Die vielen Syrer werden freundlich behandelt, sagt Jameel Dababneh, der im Flüchtlingscamp Azraq tätig ist. Die Frage ist, wie lange noch

Interview Bianca Blei | derStandard.at

Die meisten syrischen Flüchtlinge leben vor allem in den Nachbarländern. In Jordanien sind etwa eine Million untergebracht. Das Land zeigt sich bisher als sehr gastfreundlich, sagt Jameel Dababneh, Leiter des Care-Teams im Flüchtlingslager Azraq, im STANDARD-Interview. Doch könnte sich das rasch ändern, wenn es nicht bald mehr internationale Unterstützung gibt.

STANDARD: Jordanien hat bereits viele Flüchtlingsgenerationen aufgenommen: Fast eine Million Palästinenser nach dem Zweiten Weltkrieg, 300.000 Iraker nach den Golfkriegen und nun rund eine Million Syrer. Wie sehr ist das Land an seine Grenzen gekommen?

Dababneh: Diese Grenzen sind schon erreicht. Jordanien ist ein kleines, armes Land mit 9,5 Millionen Einwohnern und sehr limitierten Ressourcen. Die Jordanier selbst haben ein gutes Herz und Millionen Flüchtlinge bei sich willkommen geheißen. Doch wenn die Ressourcen immer knapper werden, wird sich das ändern. Die Gastfreundschaft steht auf der Kippe. Wenn sich die internationale Gemeinschaft nicht an ihre Versprechen in Sachen Unterstützungen hält, wird es problematisch.

STANDARD: Die internationale Gemeinschaft lobt Jordanien vor allem dafür, dass die Führung kein Klima des Hasses gegen Flüchtlinge verbreitet. Wie funktioniert das im Alltag?

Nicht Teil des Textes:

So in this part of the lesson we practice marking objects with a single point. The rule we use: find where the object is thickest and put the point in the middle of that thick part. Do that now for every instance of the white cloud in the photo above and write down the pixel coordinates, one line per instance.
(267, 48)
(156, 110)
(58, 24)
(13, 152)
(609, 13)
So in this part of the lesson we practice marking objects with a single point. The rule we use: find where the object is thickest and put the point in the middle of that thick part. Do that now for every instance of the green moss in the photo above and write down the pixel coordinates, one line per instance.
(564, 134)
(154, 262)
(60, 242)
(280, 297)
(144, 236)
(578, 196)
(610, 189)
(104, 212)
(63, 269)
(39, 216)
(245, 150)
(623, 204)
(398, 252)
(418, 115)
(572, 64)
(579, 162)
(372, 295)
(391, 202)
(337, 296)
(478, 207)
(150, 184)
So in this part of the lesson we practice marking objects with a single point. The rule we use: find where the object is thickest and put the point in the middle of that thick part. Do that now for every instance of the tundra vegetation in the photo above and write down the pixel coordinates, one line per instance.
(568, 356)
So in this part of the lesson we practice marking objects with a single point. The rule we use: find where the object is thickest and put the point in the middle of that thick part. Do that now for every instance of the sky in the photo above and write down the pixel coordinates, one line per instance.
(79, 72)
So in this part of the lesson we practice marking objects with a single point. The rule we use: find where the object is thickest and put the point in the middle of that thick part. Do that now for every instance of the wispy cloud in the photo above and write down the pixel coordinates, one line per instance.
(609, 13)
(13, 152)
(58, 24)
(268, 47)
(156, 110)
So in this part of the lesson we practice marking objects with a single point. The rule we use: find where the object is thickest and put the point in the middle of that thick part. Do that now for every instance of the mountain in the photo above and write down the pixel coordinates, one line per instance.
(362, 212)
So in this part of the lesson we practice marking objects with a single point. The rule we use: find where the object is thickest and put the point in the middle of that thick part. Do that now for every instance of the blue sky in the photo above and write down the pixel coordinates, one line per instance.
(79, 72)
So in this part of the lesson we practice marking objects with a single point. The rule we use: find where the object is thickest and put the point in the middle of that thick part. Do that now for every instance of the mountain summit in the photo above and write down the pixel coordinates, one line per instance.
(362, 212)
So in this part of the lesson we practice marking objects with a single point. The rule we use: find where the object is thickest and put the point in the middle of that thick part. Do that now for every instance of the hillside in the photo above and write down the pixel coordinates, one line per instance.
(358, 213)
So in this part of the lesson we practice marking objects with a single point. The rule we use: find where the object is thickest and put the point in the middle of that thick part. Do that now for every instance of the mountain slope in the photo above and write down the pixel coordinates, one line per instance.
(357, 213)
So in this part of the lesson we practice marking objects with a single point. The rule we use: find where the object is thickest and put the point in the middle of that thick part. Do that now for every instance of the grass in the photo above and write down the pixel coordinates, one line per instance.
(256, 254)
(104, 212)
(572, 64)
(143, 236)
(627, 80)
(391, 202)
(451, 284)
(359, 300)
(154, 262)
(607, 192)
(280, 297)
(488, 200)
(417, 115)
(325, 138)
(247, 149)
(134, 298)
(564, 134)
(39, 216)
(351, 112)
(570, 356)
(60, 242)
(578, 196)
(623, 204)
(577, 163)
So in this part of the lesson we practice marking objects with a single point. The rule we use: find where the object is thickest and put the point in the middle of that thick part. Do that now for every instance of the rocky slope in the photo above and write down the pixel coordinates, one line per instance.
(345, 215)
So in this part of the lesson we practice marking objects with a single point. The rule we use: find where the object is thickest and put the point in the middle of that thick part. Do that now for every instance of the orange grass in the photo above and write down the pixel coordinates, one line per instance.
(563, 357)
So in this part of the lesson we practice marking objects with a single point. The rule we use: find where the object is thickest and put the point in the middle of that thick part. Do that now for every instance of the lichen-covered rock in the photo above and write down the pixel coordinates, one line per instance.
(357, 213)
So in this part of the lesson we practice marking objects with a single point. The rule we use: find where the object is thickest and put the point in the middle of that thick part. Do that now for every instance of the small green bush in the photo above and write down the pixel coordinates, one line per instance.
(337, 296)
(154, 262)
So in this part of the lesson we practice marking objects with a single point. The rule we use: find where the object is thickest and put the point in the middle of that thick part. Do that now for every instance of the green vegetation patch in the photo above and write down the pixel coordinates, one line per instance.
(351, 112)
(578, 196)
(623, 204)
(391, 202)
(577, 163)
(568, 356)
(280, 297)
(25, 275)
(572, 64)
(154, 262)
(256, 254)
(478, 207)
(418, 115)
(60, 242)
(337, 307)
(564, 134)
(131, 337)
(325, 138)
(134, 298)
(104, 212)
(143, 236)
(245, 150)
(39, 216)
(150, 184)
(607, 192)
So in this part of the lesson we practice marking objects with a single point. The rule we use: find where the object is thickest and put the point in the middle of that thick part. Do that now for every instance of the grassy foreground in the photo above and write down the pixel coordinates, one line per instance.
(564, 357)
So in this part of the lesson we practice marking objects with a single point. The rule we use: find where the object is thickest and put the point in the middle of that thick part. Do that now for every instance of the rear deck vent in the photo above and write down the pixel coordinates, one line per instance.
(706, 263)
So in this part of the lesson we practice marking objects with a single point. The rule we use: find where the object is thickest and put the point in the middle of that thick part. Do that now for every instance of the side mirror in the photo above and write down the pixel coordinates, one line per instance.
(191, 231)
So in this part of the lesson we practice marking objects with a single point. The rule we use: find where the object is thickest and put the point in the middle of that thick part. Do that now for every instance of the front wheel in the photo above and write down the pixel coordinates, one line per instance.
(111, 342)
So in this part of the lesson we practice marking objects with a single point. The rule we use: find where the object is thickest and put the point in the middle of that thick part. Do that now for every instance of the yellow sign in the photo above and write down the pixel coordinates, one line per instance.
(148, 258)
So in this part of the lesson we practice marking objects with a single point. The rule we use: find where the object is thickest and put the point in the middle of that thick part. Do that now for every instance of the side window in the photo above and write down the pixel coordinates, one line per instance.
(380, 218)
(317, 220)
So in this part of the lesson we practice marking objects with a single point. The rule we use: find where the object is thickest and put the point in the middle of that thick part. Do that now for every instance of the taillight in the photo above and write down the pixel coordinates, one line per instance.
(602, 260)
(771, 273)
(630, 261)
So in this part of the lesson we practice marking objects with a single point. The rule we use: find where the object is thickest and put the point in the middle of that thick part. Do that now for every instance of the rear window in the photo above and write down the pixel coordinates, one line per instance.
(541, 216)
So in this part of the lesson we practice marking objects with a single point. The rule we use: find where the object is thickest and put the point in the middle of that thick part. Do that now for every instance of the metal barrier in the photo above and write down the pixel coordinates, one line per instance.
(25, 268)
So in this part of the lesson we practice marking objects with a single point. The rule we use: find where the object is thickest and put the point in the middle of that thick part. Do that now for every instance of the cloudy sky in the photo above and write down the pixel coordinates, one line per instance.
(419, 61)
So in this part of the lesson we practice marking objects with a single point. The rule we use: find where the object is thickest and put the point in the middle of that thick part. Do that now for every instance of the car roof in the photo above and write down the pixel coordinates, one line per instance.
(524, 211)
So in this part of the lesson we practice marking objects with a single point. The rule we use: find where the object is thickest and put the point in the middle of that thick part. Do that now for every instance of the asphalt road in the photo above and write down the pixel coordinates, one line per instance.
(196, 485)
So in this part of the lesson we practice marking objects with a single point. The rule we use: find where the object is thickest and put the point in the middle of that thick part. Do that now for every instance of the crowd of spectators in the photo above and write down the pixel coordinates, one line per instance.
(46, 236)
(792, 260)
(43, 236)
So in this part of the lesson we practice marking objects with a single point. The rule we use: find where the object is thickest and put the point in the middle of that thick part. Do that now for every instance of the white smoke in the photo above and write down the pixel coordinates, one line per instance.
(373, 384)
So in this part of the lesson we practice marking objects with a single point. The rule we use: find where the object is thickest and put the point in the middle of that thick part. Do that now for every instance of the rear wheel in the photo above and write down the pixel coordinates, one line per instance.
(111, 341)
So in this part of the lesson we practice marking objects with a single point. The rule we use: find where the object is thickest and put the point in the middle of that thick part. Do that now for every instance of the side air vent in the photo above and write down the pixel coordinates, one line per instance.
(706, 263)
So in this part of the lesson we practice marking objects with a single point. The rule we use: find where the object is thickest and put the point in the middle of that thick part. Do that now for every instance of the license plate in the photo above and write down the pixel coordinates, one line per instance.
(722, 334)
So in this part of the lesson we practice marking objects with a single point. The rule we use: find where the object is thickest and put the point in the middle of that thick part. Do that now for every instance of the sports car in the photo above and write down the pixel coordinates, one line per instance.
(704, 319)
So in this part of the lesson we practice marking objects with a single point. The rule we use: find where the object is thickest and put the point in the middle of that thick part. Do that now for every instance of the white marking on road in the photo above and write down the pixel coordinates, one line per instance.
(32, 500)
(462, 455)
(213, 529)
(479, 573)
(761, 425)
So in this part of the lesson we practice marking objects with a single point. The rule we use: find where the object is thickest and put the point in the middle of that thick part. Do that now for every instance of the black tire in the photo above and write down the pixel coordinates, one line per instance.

Dababneh: Jordanien hat eine Kultur der offenen Tür. Dass die Flüchtlinge so begrüßt werden, liegt vor allem daran, dass die Leute einen ähnlichen kulturellen Hintergrund haben: Syrer, Iraker und Palästinenser. Dieses freundliche Klima bleibt aber nur so lange, solange allen Bevölkerungsgruppen die gleichen Mittel zur Verfügung stehen. Noch gibt es keine Konflikte an der Oberfläche. Doch man muss sich dessen bewusst sein, dass auch die lokale Bevölkerung leidet. Da kann es schnell zu Auseinandersetzungen kommen.